Culver, (David) Andrew

views updated

Culver, (David) Andrew

Culver, (David) Andrew , inventive American-Canadian composer, instrument maker, and performer;b. Morristown, N.J., Aug. 30, 1953. He studied composition with John Rea and Bengt Hambraeus, electronic music with Alcides Lanza, and sound recording with Wieslaw Woczcyk at McGill Univ. in Montreal (B.M., 1977; M.M., 1980). He subsequently was a founding member of SONDE, a Canadian music design and performance ensemble. He pioneered the musical application of R. Buckminster Fuller’s tensegrity structural principle, devising richly resonant music sculptures that vibrate synergistically. His output of more than 60 works takes four forms: stage performances by music sculpture ensemble, interactive music sculpture installations, computer- displayed text and electroacoustic music projections, and scores for traditional instruments. His solo stage works include Viti (1981) and Music with Tensegrity Sound Source #5 (1983), which he has performed in Europe, Canada, and the U.S.; his Hard Lake Frozen Moon (1989), for two performers active in an elaborate stage environment built up of 19 sound sources, was commissioned by Toronto’s New Music Concerts and the Laidlaw Foundation. His Quasicrystals… (1989), developed with pianist Thomas Moore at the Yellow Springs Inst. for Contemporary Studies and the Arts, is a work for two performers on separate and complex itineraries within a field of 21 amplified, hanging music sculptures. Chance-composed lighting is an essential, determining element of these and other works. Culver has also created public installations of interactive music sculptures, including those at the Staten Island Children’s Museum (1983) and the Children’s Museum of Manhattan (1989–91).
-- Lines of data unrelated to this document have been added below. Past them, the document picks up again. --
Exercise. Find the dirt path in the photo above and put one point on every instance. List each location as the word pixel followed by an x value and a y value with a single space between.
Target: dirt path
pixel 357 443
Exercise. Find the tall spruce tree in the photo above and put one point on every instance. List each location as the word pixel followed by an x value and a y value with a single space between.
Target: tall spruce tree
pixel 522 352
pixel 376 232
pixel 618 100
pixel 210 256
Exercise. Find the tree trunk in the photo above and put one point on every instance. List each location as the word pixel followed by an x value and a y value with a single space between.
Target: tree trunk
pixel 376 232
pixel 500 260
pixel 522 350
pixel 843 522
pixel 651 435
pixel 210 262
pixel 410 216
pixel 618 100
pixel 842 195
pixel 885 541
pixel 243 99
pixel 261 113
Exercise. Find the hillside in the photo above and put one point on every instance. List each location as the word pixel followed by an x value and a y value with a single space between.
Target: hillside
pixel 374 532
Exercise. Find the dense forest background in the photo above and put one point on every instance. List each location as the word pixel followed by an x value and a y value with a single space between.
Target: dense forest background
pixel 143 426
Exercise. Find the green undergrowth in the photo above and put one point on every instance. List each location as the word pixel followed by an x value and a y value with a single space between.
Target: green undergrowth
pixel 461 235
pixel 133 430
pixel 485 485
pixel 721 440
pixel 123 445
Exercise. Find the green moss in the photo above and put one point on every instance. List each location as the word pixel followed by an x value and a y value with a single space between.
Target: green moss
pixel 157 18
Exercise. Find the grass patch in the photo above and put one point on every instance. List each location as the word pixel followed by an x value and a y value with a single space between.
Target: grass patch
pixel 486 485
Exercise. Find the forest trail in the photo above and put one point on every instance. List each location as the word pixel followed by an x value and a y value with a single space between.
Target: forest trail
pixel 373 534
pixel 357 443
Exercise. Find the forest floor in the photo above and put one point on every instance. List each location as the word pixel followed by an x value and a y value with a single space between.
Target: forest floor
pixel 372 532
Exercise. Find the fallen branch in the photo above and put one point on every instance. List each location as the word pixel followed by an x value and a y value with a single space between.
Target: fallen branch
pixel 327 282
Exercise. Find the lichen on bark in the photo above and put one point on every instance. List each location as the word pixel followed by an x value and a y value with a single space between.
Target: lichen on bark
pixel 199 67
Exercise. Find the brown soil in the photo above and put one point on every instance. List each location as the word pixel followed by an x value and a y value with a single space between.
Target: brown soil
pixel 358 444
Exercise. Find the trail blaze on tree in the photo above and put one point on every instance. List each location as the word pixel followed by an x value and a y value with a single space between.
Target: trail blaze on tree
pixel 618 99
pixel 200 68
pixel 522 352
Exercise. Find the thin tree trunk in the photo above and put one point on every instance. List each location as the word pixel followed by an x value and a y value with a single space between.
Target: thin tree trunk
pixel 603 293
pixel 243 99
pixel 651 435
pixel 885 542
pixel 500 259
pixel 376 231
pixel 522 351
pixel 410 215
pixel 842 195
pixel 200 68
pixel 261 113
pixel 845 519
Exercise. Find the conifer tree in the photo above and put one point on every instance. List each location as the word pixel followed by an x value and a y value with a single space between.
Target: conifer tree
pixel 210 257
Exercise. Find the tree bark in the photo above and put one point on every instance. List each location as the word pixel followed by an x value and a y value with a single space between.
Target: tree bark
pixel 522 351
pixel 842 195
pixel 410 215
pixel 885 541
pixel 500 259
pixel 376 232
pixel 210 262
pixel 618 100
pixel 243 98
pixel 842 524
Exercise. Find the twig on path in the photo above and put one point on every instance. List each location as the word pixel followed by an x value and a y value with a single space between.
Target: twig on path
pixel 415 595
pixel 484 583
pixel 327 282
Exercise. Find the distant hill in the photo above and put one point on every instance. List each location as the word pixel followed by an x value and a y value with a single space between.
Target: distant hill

From 1984 to 1992, Culver worked with John Cage, developing computer programs toward the realization of Cage’s musical and poetic processes. His programs ic and tic, computer simulations of the coin oracle of the I Ching, were used in all aspects of the composition and direction of Cage’s Europems 1 & 2 (1987). He composed Ocean 1–95 for 112 Instrumental Soloists (1993) for the posthumous realization of Cage’s final collaboration with Merce Cunningham, Ocean.